I'v written two assembly "optimized" functions in Delphi, or more implemented known fast hash algorithms in both fine-tuned pascal and Borland Assembler. The first was a implementation of SuperFastHash, and the second was a MurmurHash2 implementation triggered by a request from Tommi Prami on my blog to translate my c# version to a pascal implementation. This spawned a discussion continued on the Embarcadero Discussion BASM Forums, that in the end resulted in about 20 implementations (check the latest benchmark suite) which ultimately showed that it would be difficult to select the best implementation due to the big differences in cycle times per instruction between Intel and AMD.
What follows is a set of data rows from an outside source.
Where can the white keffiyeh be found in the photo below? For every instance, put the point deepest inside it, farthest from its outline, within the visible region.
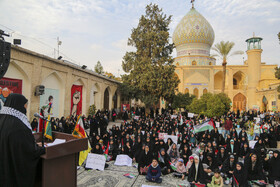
(13, 112)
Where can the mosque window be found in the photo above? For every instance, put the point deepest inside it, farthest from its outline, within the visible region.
(204, 91)
(196, 92)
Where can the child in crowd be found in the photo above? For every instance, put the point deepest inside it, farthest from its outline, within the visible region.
(154, 172)
(217, 180)
(180, 169)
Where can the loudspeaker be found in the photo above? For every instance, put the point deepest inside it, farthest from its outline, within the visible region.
(5, 55)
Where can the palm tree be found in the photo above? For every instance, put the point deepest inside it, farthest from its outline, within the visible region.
(223, 49)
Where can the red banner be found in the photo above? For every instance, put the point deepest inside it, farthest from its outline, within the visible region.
(125, 107)
(76, 100)
(8, 86)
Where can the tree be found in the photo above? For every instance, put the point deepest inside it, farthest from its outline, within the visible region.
(211, 105)
(150, 69)
(223, 49)
(182, 100)
(111, 76)
(98, 68)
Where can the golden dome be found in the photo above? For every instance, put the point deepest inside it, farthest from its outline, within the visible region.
(193, 28)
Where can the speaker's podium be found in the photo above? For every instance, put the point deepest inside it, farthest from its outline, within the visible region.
(59, 163)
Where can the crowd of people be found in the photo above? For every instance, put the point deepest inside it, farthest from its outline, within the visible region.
(209, 157)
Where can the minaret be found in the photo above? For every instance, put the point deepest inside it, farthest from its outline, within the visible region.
(254, 52)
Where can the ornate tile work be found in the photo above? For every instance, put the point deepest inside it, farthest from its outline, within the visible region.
(193, 28)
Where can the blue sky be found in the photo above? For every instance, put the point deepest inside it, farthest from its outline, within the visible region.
(92, 30)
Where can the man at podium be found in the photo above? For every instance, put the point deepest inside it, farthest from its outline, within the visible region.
(19, 154)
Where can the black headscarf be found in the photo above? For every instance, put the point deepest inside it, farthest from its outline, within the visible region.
(16, 101)
(239, 175)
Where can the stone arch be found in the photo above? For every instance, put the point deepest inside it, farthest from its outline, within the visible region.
(264, 103)
(16, 72)
(54, 87)
(238, 80)
(115, 99)
(196, 92)
(106, 102)
(218, 80)
(95, 96)
(239, 102)
(80, 82)
(205, 91)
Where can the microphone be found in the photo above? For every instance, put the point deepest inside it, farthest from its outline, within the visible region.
(37, 115)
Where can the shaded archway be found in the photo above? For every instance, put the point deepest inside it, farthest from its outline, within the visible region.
(239, 102)
(54, 87)
(238, 80)
(264, 104)
(115, 100)
(218, 80)
(196, 92)
(106, 99)
(205, 91)
(95, 95)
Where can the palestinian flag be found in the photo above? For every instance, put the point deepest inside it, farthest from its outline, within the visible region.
(181, 120)
(172, 166)
(106, 151)
(208, 125)
(199, 185)
(79, 131)
(129, 175)
(48, 129)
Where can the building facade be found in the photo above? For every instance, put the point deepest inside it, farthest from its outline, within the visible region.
(249, 86)
(66, 83)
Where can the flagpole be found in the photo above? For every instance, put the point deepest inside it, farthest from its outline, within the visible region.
(43, 133)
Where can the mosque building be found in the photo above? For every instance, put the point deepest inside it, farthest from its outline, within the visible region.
(249, 86)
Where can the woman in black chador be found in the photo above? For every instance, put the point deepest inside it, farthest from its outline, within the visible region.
(19, 154)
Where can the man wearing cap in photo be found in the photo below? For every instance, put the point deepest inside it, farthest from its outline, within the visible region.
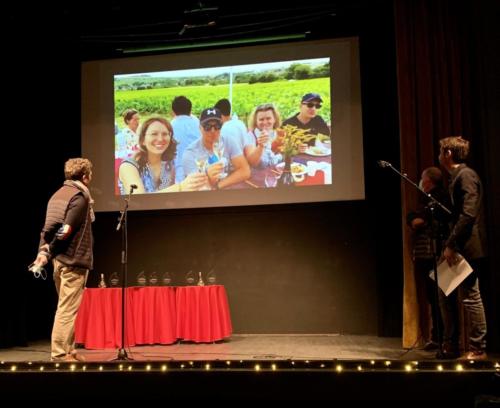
(308, 117)
(201, 151)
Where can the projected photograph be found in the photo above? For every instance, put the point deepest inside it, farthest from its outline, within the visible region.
(257, 126)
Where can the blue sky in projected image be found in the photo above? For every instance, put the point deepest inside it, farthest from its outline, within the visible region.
(222, 70)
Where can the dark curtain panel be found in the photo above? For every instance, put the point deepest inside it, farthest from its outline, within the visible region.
(440, 84)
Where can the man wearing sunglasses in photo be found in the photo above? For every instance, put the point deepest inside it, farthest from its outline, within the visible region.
(308, 117)
(201, 155)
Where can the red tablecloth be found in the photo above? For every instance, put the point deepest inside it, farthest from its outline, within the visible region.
(150, 317)
(154, 315)
(202, 313)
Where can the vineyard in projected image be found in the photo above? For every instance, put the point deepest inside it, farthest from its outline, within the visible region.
(280, 83)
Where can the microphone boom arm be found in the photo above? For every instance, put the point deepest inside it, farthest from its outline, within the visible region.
(385, 164)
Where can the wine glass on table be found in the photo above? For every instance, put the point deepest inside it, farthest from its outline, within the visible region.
(271, 179)
(202, 164)
(219, 152)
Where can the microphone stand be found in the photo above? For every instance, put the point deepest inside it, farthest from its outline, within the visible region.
(122, 224)
(432, 206)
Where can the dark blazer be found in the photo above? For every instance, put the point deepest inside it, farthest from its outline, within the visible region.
(468, 232)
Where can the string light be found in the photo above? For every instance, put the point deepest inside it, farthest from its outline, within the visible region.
(261, 366)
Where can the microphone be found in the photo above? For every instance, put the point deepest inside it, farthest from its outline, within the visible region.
(383, 164)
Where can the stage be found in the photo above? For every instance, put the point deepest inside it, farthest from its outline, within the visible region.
(246, 347)
(251, 366)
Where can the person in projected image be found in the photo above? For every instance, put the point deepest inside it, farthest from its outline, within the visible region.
(213, 155)
(152, 167)
(126, 139)
(307, 118)
(186, 130)
(232, 127)
(262, 123)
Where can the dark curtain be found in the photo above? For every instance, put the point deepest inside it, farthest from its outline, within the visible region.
(441, 83)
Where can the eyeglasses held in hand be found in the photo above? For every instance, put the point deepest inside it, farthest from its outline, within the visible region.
(38, 271)
(209, 127)
(312, 105)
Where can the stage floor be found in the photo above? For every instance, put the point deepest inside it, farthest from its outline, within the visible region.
(246, 347)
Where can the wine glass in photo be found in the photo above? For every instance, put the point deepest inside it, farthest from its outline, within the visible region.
(201, 163)
(219, 152)
(271, 179)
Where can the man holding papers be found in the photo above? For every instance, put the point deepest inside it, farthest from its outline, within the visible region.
(468, 239)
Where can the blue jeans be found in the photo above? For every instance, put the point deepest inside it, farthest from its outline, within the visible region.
(468, 292)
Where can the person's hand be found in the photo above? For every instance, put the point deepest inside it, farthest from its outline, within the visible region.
(303, 147)
(193, 182)
(41, 259)
(451, 256)
(263, 138)
(214, 170)
(416, 223)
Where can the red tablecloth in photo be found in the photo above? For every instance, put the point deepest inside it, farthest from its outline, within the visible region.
(150, 317)
(202, 313)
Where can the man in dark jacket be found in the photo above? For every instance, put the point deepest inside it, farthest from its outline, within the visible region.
(66, 238)
(467, 238)
(428, 227)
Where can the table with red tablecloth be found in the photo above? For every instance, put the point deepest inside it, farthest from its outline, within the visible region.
(154, 315)
(202, 313)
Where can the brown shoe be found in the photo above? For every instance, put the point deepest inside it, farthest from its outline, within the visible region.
(475, 355)
(67, 358)
(77, 357)
(450, 352)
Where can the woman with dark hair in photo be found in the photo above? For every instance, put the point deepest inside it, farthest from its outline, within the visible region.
(152, 167)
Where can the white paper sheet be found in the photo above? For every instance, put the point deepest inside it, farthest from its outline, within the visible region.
(449, 277)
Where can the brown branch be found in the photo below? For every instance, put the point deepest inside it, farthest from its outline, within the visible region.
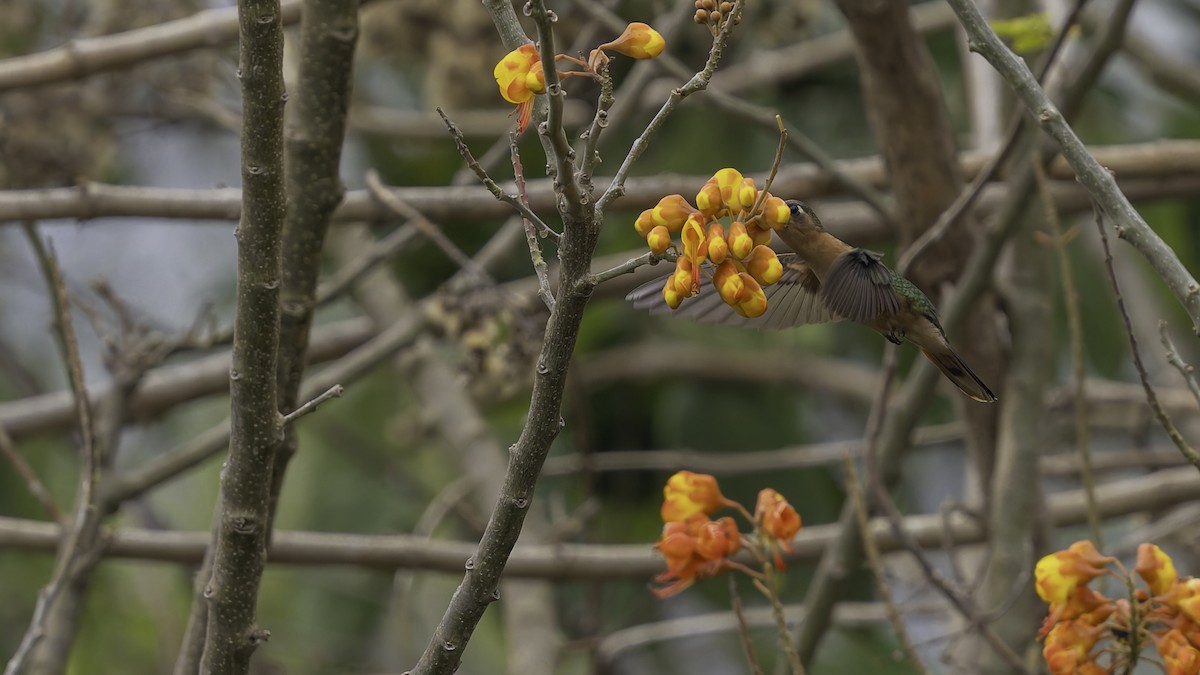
(1164, 420)
(1173, 357)
(81, 58)
(35, 485)
(1098, 181)
(1162, 162)
(169, 386)
(243, 518)
(564, 561)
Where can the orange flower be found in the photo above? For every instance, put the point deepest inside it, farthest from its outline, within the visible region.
(520, 77)
(640, 41)
(1067, 646)
(695, 549)
(775, 517)
(1156, 568)
(688, 494)
(718, 539)
(1062, 573)
(1186, 597)
(708, 199)
(1179, 656)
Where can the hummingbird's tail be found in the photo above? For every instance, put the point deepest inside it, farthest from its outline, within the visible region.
(960, 374)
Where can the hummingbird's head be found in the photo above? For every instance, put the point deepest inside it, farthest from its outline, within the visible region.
(803, 219)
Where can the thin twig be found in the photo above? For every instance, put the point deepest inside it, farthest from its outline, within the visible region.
(73, 550)
(855, 493)
(1173, 357)
(35, 485)
(1096, 179)
(1075, 329)
(334, 392)
(743, 627)
(432, 232)
(699, 82)
(492, 186)
(539, 262)
(1151, 396)
(631, 266)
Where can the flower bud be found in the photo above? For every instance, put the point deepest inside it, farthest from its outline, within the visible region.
(659, 239)
(774, 213)
(639, 41)
(738, 240)
(688, 494)
(754, 302)
(687, 276)
(747, 193)
(717, 245)
(1156, 568)
(672, 211)
(670, 296)
(730, 181)
(729, 284)
(763, 266)
(708, 199)
(760, 236)
(695, 243)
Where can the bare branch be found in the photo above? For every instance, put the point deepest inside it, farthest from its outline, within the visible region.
(1098, 181)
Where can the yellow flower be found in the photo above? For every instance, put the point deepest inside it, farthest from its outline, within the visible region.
(739, 242)
(658, 239)
(672, 211)
(717, 245)
(727, 282)
(729, 180)
(708, 199)
(747, 193)
(639, 41)
(774, 213)
(1061, 573)
(754, 300)
(763, 266)
(671, 296)
(1179, 656)
(645, 223)
(688, 494)
(1156, 568)
(520, 75)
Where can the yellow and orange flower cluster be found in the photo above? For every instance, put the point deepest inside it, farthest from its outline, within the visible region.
(739, 254)
(1167, 611)
(521, 76)
(696, 547)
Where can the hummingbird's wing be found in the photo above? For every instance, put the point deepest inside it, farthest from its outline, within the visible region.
(793, 300)
(859, 287)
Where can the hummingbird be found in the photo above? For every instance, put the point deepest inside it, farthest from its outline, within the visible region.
(828, 280)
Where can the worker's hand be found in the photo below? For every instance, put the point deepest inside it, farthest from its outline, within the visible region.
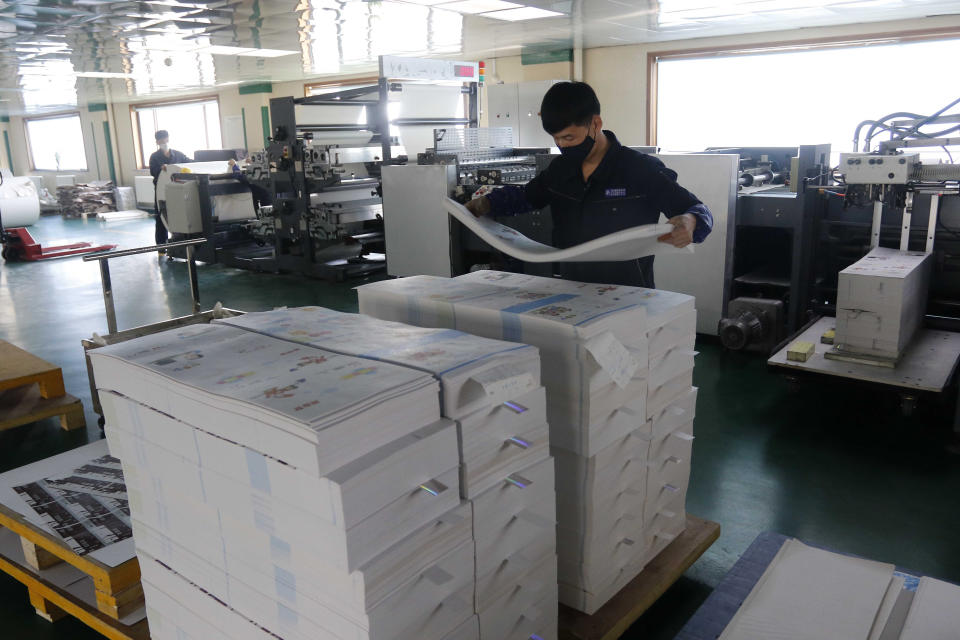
(478, 206)
(682, 234)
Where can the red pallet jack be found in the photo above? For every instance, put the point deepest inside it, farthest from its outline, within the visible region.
(18, 244)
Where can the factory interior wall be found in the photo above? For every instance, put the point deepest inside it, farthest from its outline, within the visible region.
(5, 135)
(618, 74)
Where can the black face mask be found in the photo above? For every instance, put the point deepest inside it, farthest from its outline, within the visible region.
(578, 153)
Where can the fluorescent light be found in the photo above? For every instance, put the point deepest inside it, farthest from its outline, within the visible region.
(101, 74)
(224, 50)
(45, 71)
(522, 13)
(478, 6)
(268, 53)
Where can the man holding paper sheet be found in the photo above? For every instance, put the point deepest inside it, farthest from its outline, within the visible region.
(159, 159)
(596, 187)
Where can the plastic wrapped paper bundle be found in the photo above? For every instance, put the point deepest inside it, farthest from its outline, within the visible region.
(617, 368)
(491, 390)
(19, 203)
(77, 200)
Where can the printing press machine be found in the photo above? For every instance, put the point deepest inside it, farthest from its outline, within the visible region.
(317, 184)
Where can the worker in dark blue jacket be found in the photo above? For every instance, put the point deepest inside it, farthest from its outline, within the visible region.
(163, 156)
(596, 186)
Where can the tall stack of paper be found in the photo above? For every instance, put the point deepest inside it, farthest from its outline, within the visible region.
(881, 301)
(617, 427)
(934, 613)
(810, 594)
(280, 490)
(492, 390)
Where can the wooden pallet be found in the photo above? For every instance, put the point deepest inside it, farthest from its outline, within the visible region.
(114, 593)
(614, 618)
(31, 389)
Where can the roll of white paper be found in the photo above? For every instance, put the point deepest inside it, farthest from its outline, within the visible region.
(19, 212)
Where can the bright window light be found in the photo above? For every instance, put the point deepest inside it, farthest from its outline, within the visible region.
(192, 126)
(224, 50)
(102, 74)
(696, 108)
(523, 13)
(270, 53)
(478, 6)
(56, 144)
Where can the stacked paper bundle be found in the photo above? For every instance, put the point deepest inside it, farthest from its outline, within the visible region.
(617, 366)
(82, 199)
(283, 491)
(492, 390)
(809, 593)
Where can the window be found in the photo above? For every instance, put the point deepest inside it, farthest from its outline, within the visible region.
(192, 126)
(812, 96)
(56, 143)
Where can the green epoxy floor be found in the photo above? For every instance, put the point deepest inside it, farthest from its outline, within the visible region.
(832, 464)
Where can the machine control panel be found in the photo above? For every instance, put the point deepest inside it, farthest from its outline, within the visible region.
(868, 168)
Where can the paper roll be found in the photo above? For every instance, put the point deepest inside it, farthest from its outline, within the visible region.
(212, 168)
(19, 212)
(19, 203)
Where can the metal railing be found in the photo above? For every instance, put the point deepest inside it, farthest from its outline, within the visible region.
(104, 260)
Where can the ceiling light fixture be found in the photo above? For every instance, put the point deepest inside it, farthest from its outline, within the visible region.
(478, 6)
(101, 74)
(522, 13)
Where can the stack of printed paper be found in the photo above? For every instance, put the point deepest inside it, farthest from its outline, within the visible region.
(881, 301)
(615, 428)
(492, 390)
(810, 594)
(286, 491)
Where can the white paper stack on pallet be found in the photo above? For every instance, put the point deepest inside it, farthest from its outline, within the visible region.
(810, 594)
(279, 490)
(492, 390)
(617, 440)
(881, 301)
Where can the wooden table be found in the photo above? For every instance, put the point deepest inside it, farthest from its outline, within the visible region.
(32, 389)
(614, 618)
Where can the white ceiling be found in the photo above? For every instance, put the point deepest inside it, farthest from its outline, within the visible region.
(60, 53)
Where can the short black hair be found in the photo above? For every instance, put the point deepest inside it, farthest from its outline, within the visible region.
(566, 104)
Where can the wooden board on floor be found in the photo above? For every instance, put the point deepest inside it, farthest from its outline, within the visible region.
(614, 618)
(19, 367)
(927, 363)
(26, 404)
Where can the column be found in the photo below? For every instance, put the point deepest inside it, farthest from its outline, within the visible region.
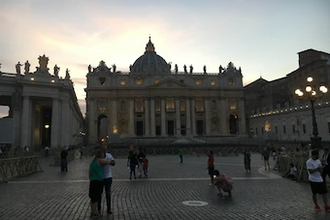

So, try one of those, but remember, getting the fastest every time would probably mean changing the algorithm to a simpler one which would hurt your distribution. Fine-tunning a implementation takes lots of time and better create a good validation and benchmarking suite to make check your implementations.

Davy Landman
Davy: It's nice to hear from the person who did the work. I noted your implementation in my comment to talljoe's answer, and the discussion was pointed out by PhiS.It looks like the SuperFastHash has a lot of code, especially when you compare it to the six lines of pascal in the HashOf function of my question. I'm wondering what would make SuperFastHash faster than HashOf, and if it is faster, then by how much?
lkessler
@lkessler: your questions all point to what has been mentioned in every answer, create a benchmarking program to simulate your expected usage of the hash function, measure speed and distribution both and you might find the reason why SuperFastHash/MurmurHash2 are probably slower than HashOf. For small strings (10 chars) I would *expect* HashOf to be faster, for larger strings the other functions have unrolled loops to take advantage off.
Davy Landman